Who thinks up these bizarre deaths - this week it's nine neatly arranged bodies encrusted in fungi, a crop of injected arms jutting out of the fertilised earth. Well, it was Jim Danger Gray ("Pushing Daisies") who wrote the episode. I bet he relished telling his schoolmates, "Danger is my middle name!" It sounds like a Maxwell Smart line, but I digress.
If you had missed the movies and Thomas Harris novels, if you didn't know who Lecter really was, you'd think he was merely a competent, albeit quirky, psychiatrist.
It is the old Hitchcock ticking bomb analogy - only the audience knows it's there, the suspense is when it is going to explode. This series is set out like a banquet - last week's title was "Aperitif', now it's "Amuse-bouche" (bite-size tasties), we get soup in two weeks. The main course (when Lecter gets down and dirty, I am guessing, will be much later in the season).
Don't you love Hannibal's sumptuous office set? So organised, yet stylish. The muted colours with a splash of red. Will's complex, haunted character make this a compelling series - his surreal dreams, trances and forensic flashbacks. The first disconcerting scene in the firing range grabs the viewers attention.

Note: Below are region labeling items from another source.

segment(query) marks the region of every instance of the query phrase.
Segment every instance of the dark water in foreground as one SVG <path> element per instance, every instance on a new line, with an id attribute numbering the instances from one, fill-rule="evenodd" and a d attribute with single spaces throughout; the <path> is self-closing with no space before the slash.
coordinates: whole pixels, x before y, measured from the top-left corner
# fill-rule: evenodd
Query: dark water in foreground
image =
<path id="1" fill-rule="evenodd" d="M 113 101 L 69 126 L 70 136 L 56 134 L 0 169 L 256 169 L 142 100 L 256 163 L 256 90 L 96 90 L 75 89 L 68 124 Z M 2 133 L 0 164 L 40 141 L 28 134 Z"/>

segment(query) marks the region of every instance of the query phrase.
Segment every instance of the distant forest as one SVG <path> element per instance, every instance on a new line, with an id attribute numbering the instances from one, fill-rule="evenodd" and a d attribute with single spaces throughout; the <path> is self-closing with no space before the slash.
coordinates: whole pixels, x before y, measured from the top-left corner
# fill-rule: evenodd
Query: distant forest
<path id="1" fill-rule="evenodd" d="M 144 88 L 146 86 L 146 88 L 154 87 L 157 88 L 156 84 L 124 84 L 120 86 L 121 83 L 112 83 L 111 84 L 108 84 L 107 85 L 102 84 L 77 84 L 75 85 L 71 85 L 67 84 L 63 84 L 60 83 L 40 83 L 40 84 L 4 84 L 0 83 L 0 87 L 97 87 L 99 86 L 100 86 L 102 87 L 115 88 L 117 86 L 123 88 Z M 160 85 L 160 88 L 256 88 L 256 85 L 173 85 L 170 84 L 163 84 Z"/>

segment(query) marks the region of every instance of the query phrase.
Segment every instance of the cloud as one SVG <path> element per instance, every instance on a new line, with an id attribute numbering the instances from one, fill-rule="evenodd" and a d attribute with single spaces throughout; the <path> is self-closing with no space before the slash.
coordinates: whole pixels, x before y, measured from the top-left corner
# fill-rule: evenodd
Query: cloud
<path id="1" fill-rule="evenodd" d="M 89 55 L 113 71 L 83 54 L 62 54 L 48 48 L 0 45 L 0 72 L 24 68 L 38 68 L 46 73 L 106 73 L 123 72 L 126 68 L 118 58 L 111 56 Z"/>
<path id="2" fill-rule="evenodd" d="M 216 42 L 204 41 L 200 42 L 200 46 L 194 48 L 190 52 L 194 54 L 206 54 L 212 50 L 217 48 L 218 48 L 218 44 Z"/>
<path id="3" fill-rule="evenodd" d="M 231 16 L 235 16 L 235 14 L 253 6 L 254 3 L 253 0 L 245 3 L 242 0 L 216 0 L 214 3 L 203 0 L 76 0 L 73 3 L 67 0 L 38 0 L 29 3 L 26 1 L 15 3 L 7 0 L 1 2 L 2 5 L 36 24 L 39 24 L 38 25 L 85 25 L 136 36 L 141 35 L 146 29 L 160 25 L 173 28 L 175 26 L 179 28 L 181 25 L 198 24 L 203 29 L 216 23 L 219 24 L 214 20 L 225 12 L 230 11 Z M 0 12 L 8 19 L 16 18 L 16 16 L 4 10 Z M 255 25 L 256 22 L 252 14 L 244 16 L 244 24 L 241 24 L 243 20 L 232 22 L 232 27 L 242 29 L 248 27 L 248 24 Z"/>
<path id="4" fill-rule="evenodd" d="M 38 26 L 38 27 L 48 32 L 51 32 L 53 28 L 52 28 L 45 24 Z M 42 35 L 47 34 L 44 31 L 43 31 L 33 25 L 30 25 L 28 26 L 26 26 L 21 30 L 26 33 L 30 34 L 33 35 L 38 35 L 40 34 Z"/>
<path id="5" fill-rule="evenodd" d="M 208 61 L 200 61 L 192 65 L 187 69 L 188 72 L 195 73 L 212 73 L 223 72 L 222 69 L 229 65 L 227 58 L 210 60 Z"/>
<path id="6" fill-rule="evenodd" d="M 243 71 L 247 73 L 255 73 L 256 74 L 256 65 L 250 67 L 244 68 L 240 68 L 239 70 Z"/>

Another great scene was in Lecter's elegant dining room with the close-up of the loin of pork put red sauce - playing with the audience - is that tabloid journo-white meat????
My wife is not a big fan of U.S. crime shows, preferring U.K.efforts like "Wire in the Blood" (similar themes and main character), but this show has kept our interest.
Bring on the next course, Mr Fuller.